# Playing with finding similar movies to specific movie

We want to load ratings from file u.data (Movie Lens with 100k of data) and merge them with titles of movies - data have not headers, so we need to setup them manually - we're merging two frames by movie_id

In [None]:
import pandas as pd

rating_cols = ['user_id', 'movie_id', 'rating']
ratings = pd.read_csv('./ml-100k/u.data', sep='\t', names=rating_cols, usecols=range(3), encoding="ISO-8859-1")

movies_cols = ['movie_id', 'title']
movies = pd.read_csv('./ml-100k/u.item', sep='|', names=movies_cols, usecols=range(2), encoding="ISO-8859-1")

ratings = pd.merge(movies, ratings).sort_values(by=['rating'], ascending=False)


In [None]:
ratings.head(10)

From the data we can create pivot table to show how specific users rated all the movies - we can see sparsity of the data - so many empty values in the matrix.
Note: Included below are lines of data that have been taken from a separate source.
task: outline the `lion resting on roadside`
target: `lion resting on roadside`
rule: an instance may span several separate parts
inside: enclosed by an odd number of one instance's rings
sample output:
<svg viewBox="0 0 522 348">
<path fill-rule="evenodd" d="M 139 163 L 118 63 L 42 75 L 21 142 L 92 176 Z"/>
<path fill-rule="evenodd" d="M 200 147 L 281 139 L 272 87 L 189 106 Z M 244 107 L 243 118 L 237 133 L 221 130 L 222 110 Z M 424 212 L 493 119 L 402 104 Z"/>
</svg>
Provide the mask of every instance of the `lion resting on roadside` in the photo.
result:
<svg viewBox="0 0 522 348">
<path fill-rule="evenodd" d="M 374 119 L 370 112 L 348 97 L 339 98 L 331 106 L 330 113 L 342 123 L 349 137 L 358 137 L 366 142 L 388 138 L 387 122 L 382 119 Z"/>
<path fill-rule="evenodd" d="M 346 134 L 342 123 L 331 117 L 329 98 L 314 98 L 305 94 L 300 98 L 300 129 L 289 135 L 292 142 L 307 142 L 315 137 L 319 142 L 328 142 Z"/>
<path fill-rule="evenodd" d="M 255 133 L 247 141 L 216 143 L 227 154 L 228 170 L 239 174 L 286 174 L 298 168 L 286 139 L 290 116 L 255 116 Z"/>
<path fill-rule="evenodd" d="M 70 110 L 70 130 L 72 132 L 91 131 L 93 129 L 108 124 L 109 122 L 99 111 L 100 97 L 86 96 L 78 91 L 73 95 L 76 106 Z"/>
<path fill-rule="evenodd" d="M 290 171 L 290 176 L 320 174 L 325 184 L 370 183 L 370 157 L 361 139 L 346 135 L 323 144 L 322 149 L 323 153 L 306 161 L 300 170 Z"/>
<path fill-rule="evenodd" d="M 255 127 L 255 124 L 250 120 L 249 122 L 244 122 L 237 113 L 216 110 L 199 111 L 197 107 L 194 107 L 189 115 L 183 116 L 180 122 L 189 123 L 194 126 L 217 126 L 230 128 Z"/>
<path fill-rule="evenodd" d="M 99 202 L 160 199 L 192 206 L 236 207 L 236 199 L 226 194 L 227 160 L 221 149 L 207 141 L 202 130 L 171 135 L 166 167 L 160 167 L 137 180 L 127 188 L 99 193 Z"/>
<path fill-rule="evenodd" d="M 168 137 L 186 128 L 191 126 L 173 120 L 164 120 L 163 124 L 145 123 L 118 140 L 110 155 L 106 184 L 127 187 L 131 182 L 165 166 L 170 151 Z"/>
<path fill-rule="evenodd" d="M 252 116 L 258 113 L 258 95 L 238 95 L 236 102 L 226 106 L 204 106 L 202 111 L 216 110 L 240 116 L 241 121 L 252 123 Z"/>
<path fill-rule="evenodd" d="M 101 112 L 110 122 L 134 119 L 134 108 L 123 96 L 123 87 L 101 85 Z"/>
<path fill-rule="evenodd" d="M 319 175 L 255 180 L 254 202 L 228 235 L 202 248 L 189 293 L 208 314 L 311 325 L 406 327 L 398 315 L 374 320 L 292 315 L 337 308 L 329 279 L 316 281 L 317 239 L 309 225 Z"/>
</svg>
If we're creating such a matrix in memory nad fill every cell with zeros, then we're wasting space, so better to use sparse matrix and/or pandas framework

In [None]:
movies_ratings = ratings.pivot_table(index=['user_id'],columns=['title'],values='rating')
movies_ratings.head()

We can see how users rated Good Will Hunting (1997):

In [None]:
specific_movie_ratings = movies_ratings['Good Will Hunting (1997)']
specific_movie_ratings.head()

We can use amazing pandas corrwith function - to see correlation of specific movie vector of user rating with every other movie (1.0 - correlated - highest level)

In [None]:
similar_movies = movies_ratings.corrwith(specific_movie_ratings)
similar_movies = similar_movies.dropna()
df = pd.DataFrame(similar_movies)
df.head(10)

Finally we can sort by the value of correlation and see recommended movies

In [None]:
similar_movies.sort_values(ascending=False).head(10)
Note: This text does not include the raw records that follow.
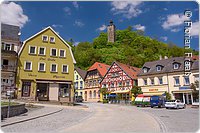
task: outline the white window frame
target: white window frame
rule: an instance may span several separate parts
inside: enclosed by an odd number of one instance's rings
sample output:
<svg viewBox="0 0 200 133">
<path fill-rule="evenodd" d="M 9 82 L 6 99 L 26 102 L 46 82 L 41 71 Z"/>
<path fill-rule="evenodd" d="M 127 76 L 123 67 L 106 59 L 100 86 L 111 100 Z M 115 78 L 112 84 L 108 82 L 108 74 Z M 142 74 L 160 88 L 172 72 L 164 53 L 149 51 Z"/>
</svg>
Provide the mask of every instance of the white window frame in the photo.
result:
<svg viewBox="0 0 200 133">
<path fill-rule="evenodd" d="M 147 73 L 147 71 L 148 71 L 148 70 L 147 70 L 147 68 L 146 68 L 146 67 L 145 67 L 145 68 L 143 68 L 143 72 L 144 72 L 144 73 Z"/>
<path fill-rule="evenodd" d="M 52 71 L 52 65 L 56 65 L 56 71 Z M 58 64 L 56 64 L 56 63 L 51 63 L 50 72 L 53 72 L 53 73 L 58 72 Z"/>
<path fill-rule="evenodd" d="M 159 68 L 159 69 L 158 69 L 158 68 Z M 157 72 L 159 72 L 159 71 L 161 71 L 161 70 L 162 70 L 162 67 L 161 67 L 161 66 L 157 66 L 157 67 L 156 67 L 156 71 L 157 71 Z"/>
<path fill-rule="evenodd" d="M 43 37 L 45 37 L 45 36 L 47 37 L 47 40 L 43 40 Z M 48 39 L 49 39 L 49 38 L 48 38 L 47 35 L 42 35 L 42 41 L 43 41 L 43 42 L 48 42 Z"/>
<path fill-rule="evenodd" d="M 9 49 L 9 50 L 6 49 L 6 45 L 9 45 L 9 46 L 10 46 L 10 49 Z M 11 51 L 11 49 L 12 49 L 12 44 L 4 43 L 4 50 Z"/>
<path fill-rule="evenodd" d="M 53 49 L 55 49 L 55 50 L 56 50 L 56 55 L 52 55 L 52 50 L 53 50 Z M 57 56 L 57 55 L 58 55 L 57 48 L 51 48 L 51 49 L 50 49 L 50 53 L 51 53 L 51 54 L 50 54 L 50 56 Z"/>
<path fill-rule="evenodd" d="M 63 50 L 64 51 L 64 56 L 60 56 L 60 51 Z M 65 49 L 59 49 L 59 57 L 66 57 L 66 50 Z"/>
<path fill-rule="evenodd" d="M 51 38 L 54 38 L 54 41 L 51 41 Z M 49 41 L 50 41 L 50 43 L 55 43 L 56 42 L 56 38 L 54 36 L 49 36 Z"/>
<path fill-rule="evenodd" d="M 176 79 L 179 80 L 179 84 L 176 84 Z M 180 85 L 180 78 L 179 77 L 174 77 L 174 85 Z"/>
<path fill-rule="evenodd" d="M 26 63 L 31 63 L 30 69 L 26 69 Z M 32 61 L 24 61 L 24 70 L 32 71 Z"/>
<path fill-rule="evenodd" d="M 31 53 L 31 47 L 35 47 L 35 53 Z M 37 53 L 37 46 L 31 46 L 29 45 L 29 54 L 36 54 Z"/>
<path fill-rule="evenodd" d="M 176 66 L 176 67 L 175 67 L 175 66 Z M 177 70 L 177 69 L 179 68 L 179 64 L 178 64 L 178 63 L 174 63 L 173 68 L 174 68 L 175 70 Z"/>
<path fill-rule="evenodd" d="M 44 54 L 40 54 L 40 48 L 44 48 Z M 38 48 L 38 55 L 46 55 L 46 47 L 39 47 Z"/>
<path fill-rule="evenodd" d="M 67 72 L 63 72 L 63 66 L 67 66 Z M 62 64 L 62 73 L 69 73 L 69 65 L 67 65 L 67 64 Z"/>
<path fill-rule="evenodd" d="M 44 70 L 40 70 L 40 64 L 44 64 Z M 39 62 L 38 63 L 38 71 L 39 72 L 45 72 L 46 71 L 46 63 L 45 62 Z"/>
</svg>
We should clean our data from niche movies - movies watched only by few people

In [None]:
import numpy as np
movie_stats = ratings.groupby('title').agg({'rating': [np.size, np.mean]})
movie_stats.head()

We're gonna remove movies watched by less than 100 people

In [None]:
popular_movies = movie_stats['rating']['size'] >= 100
print(popular_movies)
movie_stats[popular_movies].sort_values([('rating', 'mean')], ascending=False)[:20]
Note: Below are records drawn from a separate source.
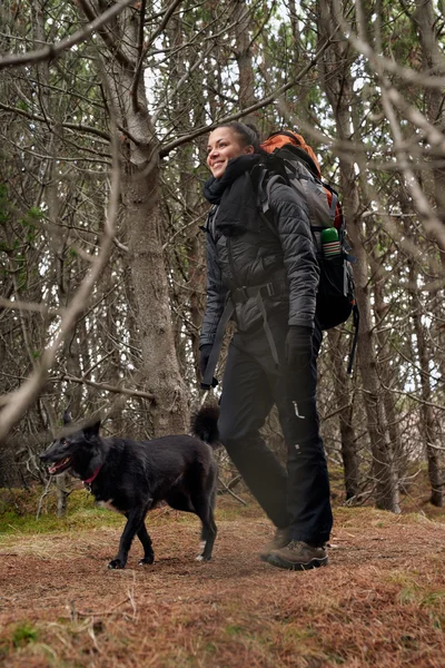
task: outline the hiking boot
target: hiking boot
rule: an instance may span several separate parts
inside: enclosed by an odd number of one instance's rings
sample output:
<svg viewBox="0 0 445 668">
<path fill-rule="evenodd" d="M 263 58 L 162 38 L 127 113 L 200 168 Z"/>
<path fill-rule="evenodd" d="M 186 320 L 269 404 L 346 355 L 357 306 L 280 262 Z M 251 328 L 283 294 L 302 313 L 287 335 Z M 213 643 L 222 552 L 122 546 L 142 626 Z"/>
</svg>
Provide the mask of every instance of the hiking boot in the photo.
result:
<svg viewBox="0 0 445 668">
<path fill-rule="evenodd" d="M 259 558 L 261 561 L 267 561 L 269 552 L 273 550 L 280 550 L 285 548 L 290 541 L 289 528 L 277 529 L 275 536 L 269 542 L 259 551 Z"/>
<path fill-rule="evenodd" d="M 288 570 L 307 570 L 327 566 L 327 552 L 325 547 L 313 548 L 303 540 L 291 540 L 284 548 L 270 551 L 267 562 Z"/>
</svg>

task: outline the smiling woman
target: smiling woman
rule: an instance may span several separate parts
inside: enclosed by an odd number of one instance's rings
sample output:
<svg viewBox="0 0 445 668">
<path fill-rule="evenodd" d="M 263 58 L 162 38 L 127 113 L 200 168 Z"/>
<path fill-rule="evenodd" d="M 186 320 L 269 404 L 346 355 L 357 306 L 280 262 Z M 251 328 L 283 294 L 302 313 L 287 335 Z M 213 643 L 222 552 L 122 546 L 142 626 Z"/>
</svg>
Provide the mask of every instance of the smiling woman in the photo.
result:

Now we can merge the movie stats for popular movies only with similar movies frame (by title)

In [None]:
df = movie_stats[popular_movies].join(pd.DataFrame(similar_movies, columns=['similarity']))

In [None]:
df.sort_values(['similarity'], ascending=False)[:10]

Try to filter movies by other number of people watched them (initially 100)